Ms. Schumann agreed that too much local seafood is traveling to dinner plates hundreds or even thousands of miles away. “People like bass this time of year, fluke and standards like cod,” she said. “A lot of people stay away from bluefish and scup — a lot of that stuff is shipped elsewhere because there’s a demand for it.”

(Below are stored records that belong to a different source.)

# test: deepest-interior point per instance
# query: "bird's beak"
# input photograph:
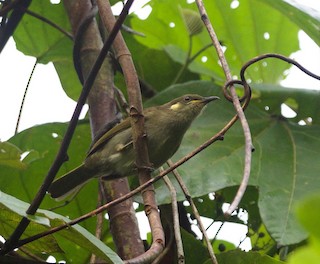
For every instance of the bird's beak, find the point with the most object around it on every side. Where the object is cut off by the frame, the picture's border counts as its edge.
(209, 99)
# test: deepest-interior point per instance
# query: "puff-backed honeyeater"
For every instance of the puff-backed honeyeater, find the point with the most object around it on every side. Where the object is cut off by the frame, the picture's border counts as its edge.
(113, 156)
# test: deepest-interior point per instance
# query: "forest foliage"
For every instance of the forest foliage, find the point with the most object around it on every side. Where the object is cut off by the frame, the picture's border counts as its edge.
(281, 200)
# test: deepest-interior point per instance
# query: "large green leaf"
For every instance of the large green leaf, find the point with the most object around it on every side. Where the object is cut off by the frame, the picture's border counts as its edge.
(281, 166)
(241, 257)
(308, 212)
(307, 18)
(36, 38)
(11, 208)
(45, 140)
(250, 29)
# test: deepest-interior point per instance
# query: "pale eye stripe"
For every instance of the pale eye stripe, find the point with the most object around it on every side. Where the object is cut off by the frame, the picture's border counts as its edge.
(175, 106)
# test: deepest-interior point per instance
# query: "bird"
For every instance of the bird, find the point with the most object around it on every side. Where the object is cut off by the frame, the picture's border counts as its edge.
(112, 155)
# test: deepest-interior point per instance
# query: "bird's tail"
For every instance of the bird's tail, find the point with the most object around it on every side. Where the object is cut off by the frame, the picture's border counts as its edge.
(70, 183)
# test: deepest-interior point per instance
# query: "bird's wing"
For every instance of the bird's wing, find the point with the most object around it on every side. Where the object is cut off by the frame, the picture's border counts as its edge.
(125, 124)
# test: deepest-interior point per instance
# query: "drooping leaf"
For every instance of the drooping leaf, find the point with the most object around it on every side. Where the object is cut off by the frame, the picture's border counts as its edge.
(308, 212)
(12, 208)
(39, 39)
(241, 257)
(281, 167)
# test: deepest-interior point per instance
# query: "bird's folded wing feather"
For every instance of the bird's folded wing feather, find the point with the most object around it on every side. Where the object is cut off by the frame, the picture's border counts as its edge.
(125, 124)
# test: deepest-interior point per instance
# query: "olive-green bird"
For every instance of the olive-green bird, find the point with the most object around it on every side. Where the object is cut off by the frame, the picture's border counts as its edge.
(112, 155)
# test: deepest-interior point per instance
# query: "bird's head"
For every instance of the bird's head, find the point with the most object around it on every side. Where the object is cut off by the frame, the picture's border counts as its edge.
(189, 106)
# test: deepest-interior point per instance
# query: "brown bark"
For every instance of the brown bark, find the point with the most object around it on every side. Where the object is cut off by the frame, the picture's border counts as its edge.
(103, 110)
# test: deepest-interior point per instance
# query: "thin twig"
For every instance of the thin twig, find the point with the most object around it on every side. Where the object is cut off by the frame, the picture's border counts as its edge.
(218, 136)
(47, 21)
(195, 211)
(238, 108)
(24, 98)
(175, 216)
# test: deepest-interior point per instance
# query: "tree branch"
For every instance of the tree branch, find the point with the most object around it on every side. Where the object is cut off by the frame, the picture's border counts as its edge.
(237, 106)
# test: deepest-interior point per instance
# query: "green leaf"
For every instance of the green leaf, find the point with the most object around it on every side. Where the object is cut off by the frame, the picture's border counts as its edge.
(191, 246)
(303, 101)
(10, 156)
(281, 167)
(192, 21)
(307, 18)
(76, 234)
(241, 257)
(308, 212)
(38, 39)
(249, 30)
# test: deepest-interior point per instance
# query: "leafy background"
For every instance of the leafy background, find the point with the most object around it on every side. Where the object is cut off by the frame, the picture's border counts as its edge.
(285, 162)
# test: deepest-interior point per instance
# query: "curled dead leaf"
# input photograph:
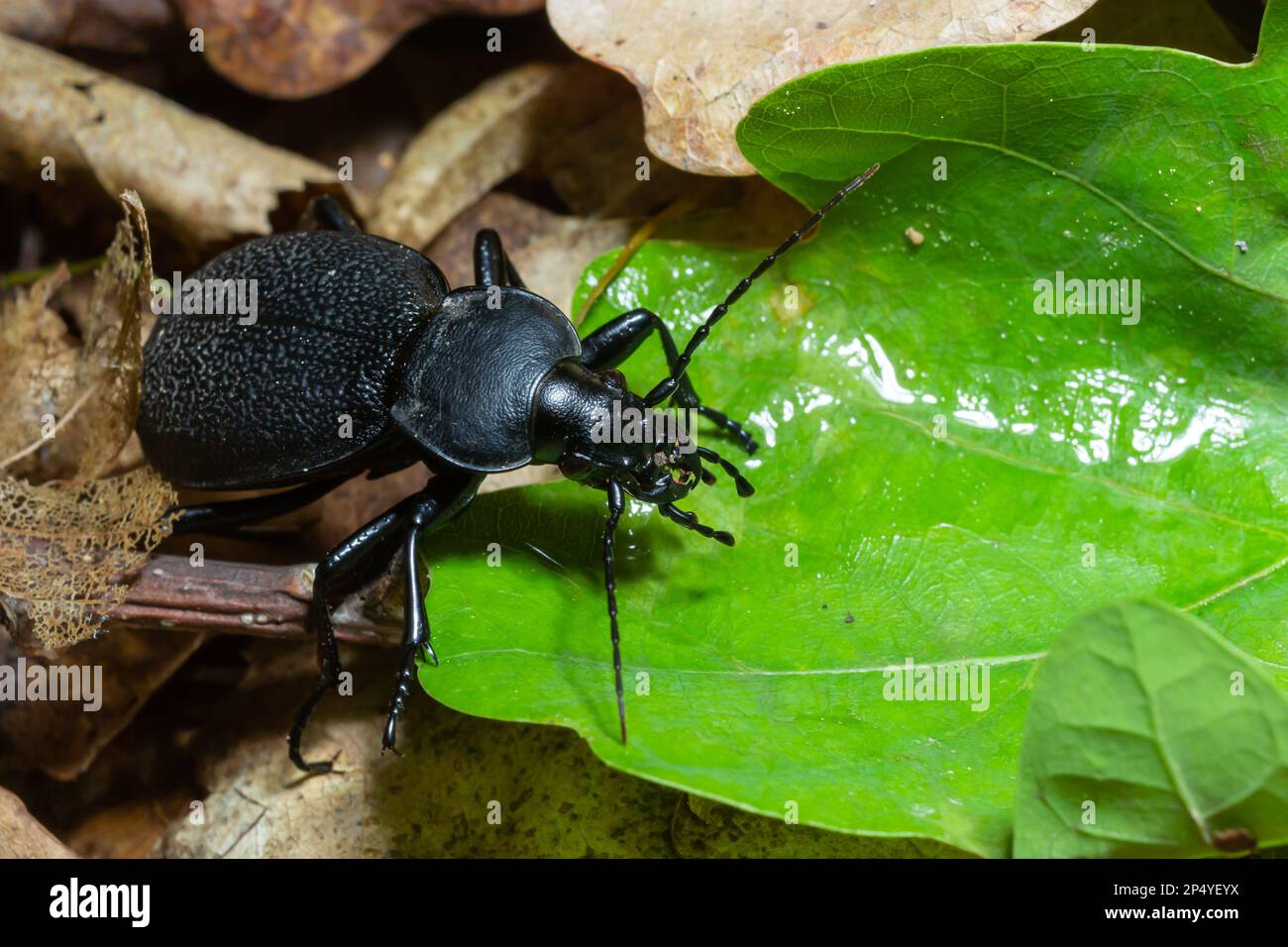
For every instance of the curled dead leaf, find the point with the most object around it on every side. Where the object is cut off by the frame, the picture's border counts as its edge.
(292, 50)
(93, 131)
(697, 90)
(117, 26)
(64, 548)
(464, 153)
(69, 408)
(22, 836)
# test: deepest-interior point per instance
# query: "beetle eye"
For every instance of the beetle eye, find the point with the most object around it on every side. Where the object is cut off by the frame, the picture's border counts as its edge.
(614, 377)
(575, 467)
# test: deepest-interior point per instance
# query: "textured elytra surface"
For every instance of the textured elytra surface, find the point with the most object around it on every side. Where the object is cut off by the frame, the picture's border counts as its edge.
(307, 384)
(1078, 459)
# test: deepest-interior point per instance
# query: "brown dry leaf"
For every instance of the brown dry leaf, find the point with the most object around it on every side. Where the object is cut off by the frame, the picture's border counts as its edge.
(22, 836)
(699, 64)
(40, 379)
(291, 50)
(204, 179)
(464, 153)
(69, 411)
(117, 26)
(505, 125)
(65, 548)
(552, 795)
(58, 737)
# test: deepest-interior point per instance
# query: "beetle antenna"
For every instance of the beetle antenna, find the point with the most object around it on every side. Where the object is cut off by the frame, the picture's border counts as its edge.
(614, 513)
(668, 385)
(690, 521)
(743, 484)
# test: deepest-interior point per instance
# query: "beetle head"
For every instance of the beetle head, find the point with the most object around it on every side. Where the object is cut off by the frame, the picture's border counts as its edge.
(597, 431)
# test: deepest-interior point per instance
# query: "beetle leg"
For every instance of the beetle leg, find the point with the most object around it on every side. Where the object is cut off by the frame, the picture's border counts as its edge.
(616, 341)
(342, 564)
(329, 214)
(492, 264)
(233, 513)
(434, 506)
(616, 504)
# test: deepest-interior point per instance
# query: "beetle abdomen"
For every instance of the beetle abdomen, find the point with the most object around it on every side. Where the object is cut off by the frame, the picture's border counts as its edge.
(297, 379)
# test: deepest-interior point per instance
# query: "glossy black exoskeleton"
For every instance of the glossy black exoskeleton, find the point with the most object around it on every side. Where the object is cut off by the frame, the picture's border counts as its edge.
(360, 359)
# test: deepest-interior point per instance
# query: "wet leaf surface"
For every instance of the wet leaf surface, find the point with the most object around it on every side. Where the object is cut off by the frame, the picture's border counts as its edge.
(958, 474)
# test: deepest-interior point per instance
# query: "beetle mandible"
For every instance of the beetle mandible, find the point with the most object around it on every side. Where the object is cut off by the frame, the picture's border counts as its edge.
(471, 381)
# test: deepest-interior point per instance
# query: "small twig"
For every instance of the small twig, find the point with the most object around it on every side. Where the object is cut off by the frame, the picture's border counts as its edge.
(239, 598)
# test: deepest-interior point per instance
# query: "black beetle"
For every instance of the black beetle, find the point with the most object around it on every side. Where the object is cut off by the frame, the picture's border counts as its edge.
(362, 337)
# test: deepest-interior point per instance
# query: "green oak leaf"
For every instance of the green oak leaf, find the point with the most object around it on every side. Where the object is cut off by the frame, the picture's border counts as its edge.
(1150, 736)
(947, 474)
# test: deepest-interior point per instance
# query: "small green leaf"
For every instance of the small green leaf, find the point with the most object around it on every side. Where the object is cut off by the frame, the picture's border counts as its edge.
(1150, 736)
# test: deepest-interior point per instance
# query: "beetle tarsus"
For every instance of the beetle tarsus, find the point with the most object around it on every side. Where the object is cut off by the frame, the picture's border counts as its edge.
(616, 504)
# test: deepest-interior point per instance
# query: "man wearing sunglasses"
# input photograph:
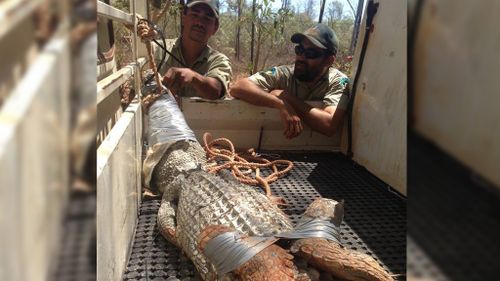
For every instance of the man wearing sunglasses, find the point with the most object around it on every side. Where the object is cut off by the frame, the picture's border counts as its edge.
(194, 68)
(312, 77)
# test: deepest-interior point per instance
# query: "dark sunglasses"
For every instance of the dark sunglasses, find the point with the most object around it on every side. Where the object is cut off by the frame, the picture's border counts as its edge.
(309, 53)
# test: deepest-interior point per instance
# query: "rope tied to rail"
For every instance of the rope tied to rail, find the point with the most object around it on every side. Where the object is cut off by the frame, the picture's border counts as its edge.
(147, 33)
(222, 155)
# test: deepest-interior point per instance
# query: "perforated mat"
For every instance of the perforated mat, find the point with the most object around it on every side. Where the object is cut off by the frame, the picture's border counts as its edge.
(374, 222)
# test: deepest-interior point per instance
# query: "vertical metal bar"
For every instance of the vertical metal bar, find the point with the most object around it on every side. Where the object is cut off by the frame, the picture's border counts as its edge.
(138, 95)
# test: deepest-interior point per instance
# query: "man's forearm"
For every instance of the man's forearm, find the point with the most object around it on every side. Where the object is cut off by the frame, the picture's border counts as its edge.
(207, 87)
(324, 121)
(247, 91)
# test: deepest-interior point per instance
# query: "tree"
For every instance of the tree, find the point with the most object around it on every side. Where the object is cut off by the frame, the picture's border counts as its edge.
(335, 11)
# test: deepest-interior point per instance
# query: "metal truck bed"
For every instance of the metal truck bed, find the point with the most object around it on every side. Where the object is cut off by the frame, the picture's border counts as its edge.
(374, 222)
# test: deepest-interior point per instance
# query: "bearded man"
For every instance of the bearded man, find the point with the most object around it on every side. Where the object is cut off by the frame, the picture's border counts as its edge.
(312, 77)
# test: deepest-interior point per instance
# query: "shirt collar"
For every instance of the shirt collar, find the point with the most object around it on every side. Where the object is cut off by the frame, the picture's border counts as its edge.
(203, 56)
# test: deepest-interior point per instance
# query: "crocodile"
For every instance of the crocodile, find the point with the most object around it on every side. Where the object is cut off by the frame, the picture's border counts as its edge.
(197, 206)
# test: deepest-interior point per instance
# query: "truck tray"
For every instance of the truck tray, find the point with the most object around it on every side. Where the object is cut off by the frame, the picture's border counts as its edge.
(374, 221)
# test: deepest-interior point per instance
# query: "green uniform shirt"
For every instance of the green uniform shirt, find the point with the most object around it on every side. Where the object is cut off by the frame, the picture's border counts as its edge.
(332, 88)
(211, 63)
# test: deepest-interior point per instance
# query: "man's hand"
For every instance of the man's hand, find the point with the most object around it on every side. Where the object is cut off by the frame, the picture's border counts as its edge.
(176, 77)
(291, 122)
(145, 31)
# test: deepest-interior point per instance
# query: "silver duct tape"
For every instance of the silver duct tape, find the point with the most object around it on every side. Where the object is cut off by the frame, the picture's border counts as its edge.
(228, 251)
(313, 228)
(166, 122)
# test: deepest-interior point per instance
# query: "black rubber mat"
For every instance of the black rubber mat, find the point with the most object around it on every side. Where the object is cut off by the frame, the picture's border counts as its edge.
(76, 259)
(374, 222)
(454, 217)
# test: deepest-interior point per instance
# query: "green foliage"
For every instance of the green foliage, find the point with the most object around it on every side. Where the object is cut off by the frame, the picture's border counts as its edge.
(274, 28)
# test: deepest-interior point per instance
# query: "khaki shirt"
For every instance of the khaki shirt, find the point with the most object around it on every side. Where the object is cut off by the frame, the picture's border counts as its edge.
(332, 88)
(211, 63)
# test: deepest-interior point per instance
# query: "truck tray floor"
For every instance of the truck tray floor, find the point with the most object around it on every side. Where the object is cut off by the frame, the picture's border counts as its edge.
(374, 221)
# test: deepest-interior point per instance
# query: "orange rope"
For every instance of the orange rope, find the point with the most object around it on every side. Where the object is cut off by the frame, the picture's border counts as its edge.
(236, 162)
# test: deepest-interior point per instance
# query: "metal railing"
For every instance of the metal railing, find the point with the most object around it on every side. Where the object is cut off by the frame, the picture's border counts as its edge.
(119, 155)
(34, 132)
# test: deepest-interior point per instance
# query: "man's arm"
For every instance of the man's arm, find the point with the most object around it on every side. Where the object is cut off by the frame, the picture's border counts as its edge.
(324, 120)
(206, 87)
(248, 91)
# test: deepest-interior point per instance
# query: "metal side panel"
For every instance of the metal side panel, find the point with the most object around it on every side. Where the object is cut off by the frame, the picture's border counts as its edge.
(374, 223)
(118, 186)
(242, 123)
(34, 165)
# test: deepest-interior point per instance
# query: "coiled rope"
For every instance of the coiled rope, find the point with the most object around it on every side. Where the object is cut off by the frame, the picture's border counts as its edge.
(222, 155)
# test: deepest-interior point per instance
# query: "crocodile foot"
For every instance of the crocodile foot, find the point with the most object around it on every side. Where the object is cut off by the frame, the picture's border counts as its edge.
(271, 264)
(343, 263)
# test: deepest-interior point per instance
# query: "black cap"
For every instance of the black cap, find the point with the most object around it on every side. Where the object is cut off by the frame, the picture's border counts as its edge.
(321, 36)
(213, 4)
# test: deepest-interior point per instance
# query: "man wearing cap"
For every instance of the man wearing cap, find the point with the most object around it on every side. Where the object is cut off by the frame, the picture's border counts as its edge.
(197, 69)
(312, 77)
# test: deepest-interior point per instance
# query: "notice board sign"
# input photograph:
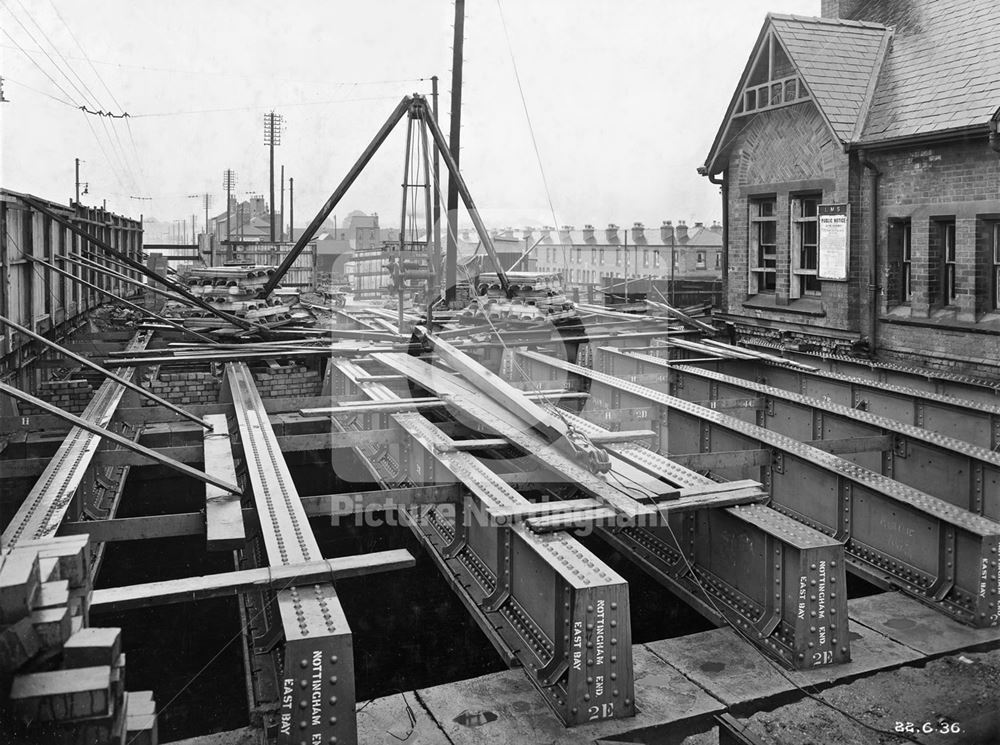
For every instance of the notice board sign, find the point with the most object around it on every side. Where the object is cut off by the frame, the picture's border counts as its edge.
(834, 241)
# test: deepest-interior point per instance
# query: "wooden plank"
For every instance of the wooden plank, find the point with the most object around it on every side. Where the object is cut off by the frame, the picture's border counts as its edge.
(723, 460)
(281, 577)
(223, 511)
(916, 625)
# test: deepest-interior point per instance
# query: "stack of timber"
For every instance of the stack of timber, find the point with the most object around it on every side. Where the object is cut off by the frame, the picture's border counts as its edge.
(62, 681)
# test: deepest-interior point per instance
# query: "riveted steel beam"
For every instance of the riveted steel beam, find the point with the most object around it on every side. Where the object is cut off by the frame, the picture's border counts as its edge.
(318, 702)
(894, 534)
(545, 602)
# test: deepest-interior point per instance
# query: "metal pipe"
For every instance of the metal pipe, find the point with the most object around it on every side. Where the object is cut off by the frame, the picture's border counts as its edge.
(117, 438)
(453, 152)
(401, 272)
(428, 224)
(463, 190)
(105, 372)
(137, 265)
(310, 232)
(873, 177)
(121, 300)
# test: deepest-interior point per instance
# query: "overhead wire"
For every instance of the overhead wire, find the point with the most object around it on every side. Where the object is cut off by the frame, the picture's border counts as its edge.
(93, 98)
(41, 69)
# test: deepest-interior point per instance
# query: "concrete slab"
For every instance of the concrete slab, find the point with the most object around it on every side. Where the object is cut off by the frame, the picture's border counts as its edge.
(734, 672)
(503, 708)
(870, 651)
(916, 625)
(724, 664)
(393, 719)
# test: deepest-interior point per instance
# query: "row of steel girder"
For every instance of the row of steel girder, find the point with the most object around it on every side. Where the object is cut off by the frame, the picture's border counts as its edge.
(894, 535)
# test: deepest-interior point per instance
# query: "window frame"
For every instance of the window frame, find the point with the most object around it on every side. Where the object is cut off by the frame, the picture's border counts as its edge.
(804, 280)
(757, 270)
(994, 260)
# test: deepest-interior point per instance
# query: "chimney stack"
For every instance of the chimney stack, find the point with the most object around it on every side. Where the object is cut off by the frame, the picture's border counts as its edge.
(844, 8)
(667, 232)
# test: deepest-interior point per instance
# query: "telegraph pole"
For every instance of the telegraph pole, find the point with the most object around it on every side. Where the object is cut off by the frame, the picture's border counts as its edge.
(436, 268)
(272, 137)
(451, 255)
(228, 183)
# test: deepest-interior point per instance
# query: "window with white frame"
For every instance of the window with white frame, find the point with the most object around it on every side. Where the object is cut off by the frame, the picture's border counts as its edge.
(949, 278)
(805, 245)
(994, 256)
(900, 262)
(762, 260)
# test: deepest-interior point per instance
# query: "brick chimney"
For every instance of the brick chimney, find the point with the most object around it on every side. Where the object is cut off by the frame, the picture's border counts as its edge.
(849, 9)
(666, 232)
(681, 231)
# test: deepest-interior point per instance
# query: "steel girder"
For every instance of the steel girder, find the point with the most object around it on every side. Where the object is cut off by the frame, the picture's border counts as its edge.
(545, 601)
(317, 682)
(894, 534)
(975, 422)
(54, 493)
(745, 565)
(957, 472)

She urges people to expand their palates by trying fish and shellfish that’s in abundance locally, such as slipper limpet (also known as slipper shells) and periwinkles. Both can be steamed and taken easily from their shells, she said. Along with sea robin, she said, “there’s an Asian demand for a lot of this stuff.”

Can’t eat what she catches

Although Ms. Schumann harvests and sells shellfish locally, she can’t eat any herself — she’s allergic.

“I wanted to be a fish woman and I started working on a lobster boat. Here in Rhode Island, the only commercial license that’s really available anymore is the shellfish license,” explained Ms. Schumann, one of the few females with a commercial shellfishing license. “I don’t see a lot of other women doing this, but I definitely think there’s a lot more interest — just like farming has seen an insurgence of young people.”

For the record, her favorite fish is fluke.

“I like the texture and it has a nutty flavor,” she said.